What the film deals with is the question of normativity, an insidious social force, at work even in the most informed eyes, and which sometimes comes to insinuate itself into the heart of the closest relationships. He thus works on feelings that are anything but obvious, such as the shame or repugnance one may feel towards one’s parents. Ayumu Watanabe turns this question into an animation issue: how to represent the dissident body in a graphic field where the rigid canons of slender silhouettes with large doe eyes reign? By making them come out of their hinges under the effect of caricature. The matron is thus sketched, not without cruelty, like a grotesque, desperately trivial bibendum (her daughter compares her to Totoro, Miyazaki’s big cat). Just like the character of Ninomiya, classmate of Kikurin suffering from tics, and whose face suddenly deforms under the influence of grimaces, like a toon.

The exuberance of Mrs. Nikuko reflects on the small world around, moreover depicted with scrupulous realism, thanks to splendid decorations whose animators have endeavored to underline the grain of wear, the patina of time.
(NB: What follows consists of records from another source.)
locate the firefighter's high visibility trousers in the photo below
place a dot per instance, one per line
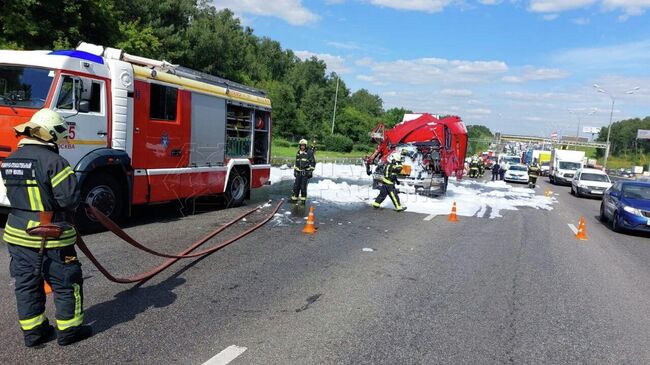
(61, 268)
(390, 191)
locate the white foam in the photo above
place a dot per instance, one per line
(472, 198)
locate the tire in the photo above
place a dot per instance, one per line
(602, 216)
(614, 224)
(102, 191)
(237, 188)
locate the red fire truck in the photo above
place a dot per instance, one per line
(142, 131)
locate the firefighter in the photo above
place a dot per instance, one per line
(389, 180)
(473, 167)
(533, 173)
(42, 189)
(495, 171)
(303, 170)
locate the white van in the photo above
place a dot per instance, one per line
(590, 182)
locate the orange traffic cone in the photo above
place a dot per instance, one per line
(47, 287)
(309, 227)
(582, 230)
(452, 216)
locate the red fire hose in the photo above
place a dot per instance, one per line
(172, 258)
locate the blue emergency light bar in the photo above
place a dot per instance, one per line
(79, 54)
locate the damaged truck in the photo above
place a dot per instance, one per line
(434, 150)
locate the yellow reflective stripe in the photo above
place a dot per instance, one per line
(34, 194)
(78, 318)
(62, 175)
(31, 323)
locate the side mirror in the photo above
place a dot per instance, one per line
(84, 106)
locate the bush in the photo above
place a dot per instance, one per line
(338, 143)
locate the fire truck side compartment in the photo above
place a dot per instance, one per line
(208, 130)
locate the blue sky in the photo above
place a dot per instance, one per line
(522, 67)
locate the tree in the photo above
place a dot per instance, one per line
(367, 103)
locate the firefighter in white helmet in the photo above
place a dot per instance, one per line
(303, 170)
(42, 189)
(387, 188)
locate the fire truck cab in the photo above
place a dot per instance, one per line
(141, 131)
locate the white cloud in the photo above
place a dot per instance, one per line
(436, 70)
(580, 21)
(334, 63)
(429, 6)
(625, 57)
(292, 11)
(629, 7)
(554, 6)
(343, 45)
(456, 92)
(530, 73)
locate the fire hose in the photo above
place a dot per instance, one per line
(110, 225)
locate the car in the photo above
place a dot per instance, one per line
(590, 182)
(516, 173)
(626, 205)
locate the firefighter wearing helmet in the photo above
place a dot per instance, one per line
(42, 189)
(303, 170)
(389, 180)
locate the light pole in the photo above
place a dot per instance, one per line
(580, 115)
(336, 98)
(611, 115)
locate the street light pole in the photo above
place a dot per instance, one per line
(611, 116)
(336, 97)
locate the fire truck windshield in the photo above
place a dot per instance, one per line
(24, 87)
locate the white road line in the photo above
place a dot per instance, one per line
(429, 217)
(229, 354)
(573, 228)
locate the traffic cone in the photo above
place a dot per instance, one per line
(309, 227)
(47, 287)
(452, 216)
(582, 230)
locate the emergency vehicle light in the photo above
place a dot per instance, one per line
(78, 54)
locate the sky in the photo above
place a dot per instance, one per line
(515, 66)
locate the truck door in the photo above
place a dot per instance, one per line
(162, 138)
(82, 101)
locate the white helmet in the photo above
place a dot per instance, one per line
(46, 125)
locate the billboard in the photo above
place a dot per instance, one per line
(592, 130)
(643, 134)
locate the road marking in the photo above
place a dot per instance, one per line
(229, 354)
(573, 228)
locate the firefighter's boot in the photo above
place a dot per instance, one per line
(75, 334)
(40, 335)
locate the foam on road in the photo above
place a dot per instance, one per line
(473, 198)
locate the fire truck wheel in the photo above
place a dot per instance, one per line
(102, 191)
(237, 188)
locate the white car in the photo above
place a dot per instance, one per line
(590, 182)
(516, 173)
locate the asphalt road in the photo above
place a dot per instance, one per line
(517, 289)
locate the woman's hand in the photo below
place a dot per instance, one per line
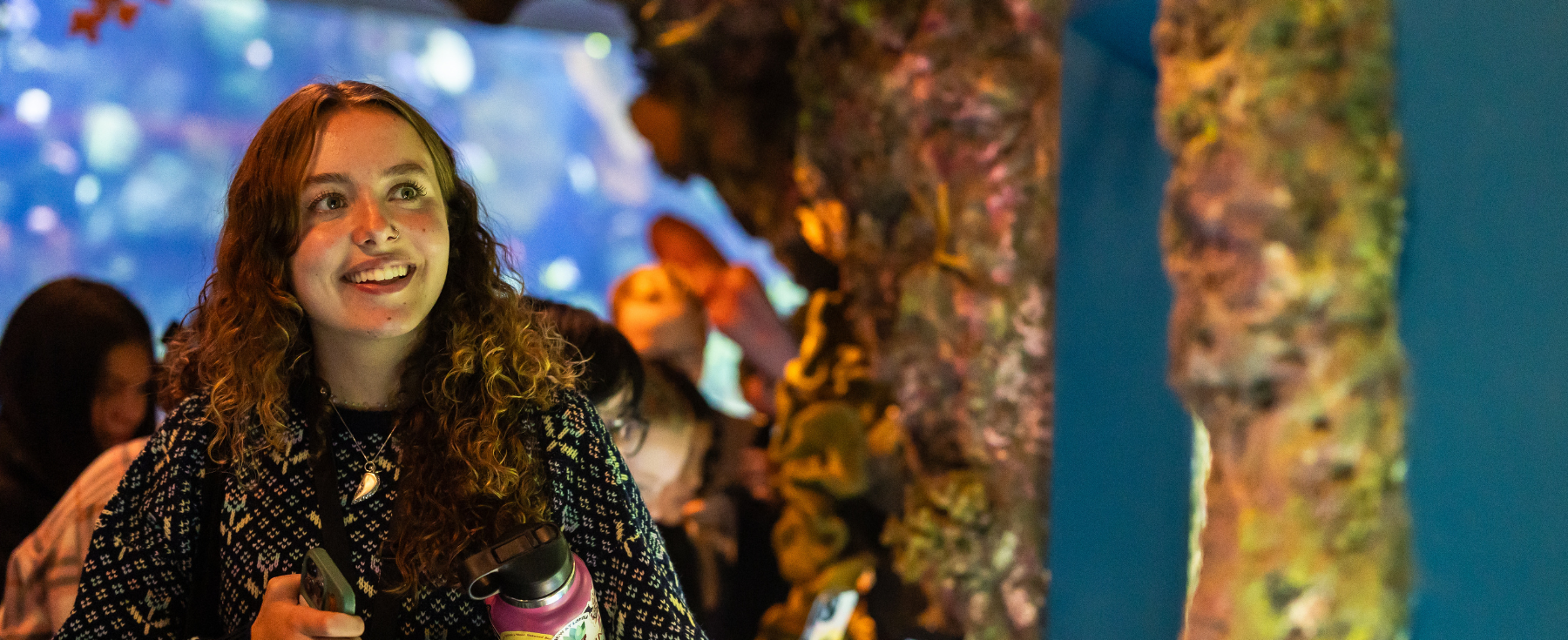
(284, 618)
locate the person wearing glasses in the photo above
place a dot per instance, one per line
(612, 374)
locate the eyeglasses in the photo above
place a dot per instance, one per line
(629, 434)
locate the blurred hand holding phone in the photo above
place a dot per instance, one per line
(830, 616)
(321, 585)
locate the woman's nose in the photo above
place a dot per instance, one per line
(370, 225)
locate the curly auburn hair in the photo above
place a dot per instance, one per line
(483, 360)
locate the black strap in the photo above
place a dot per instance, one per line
(335, 538)
(203, 616)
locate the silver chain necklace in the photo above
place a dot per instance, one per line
(370, 482)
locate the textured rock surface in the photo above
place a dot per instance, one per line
(927, 170)
(923, 143)
(1281, 239)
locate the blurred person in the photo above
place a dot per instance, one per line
(662, 319)
(360, 374)
(612, 374)
(76, 363)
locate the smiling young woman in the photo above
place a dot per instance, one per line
(358, 320)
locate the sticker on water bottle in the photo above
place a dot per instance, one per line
(585, 626)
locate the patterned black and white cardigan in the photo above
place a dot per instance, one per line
(139, 569)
If most of the film is devoted to human relationships, like the shifting sensations that grip adolescence, it happens that Kikurin lends voice to animals or repaints everyday life in the colors of a dream.

Ayumu Watanabe is above all an artist of the line, seeking everywhere the right balance between clarity and expressiveness. If his humor sometimes has a hard tooth with the plump, somewhat ridiculed mother, he reserves for his heroine a sparkling ancestry: a touching affair of flouted women, united against the rest of the world.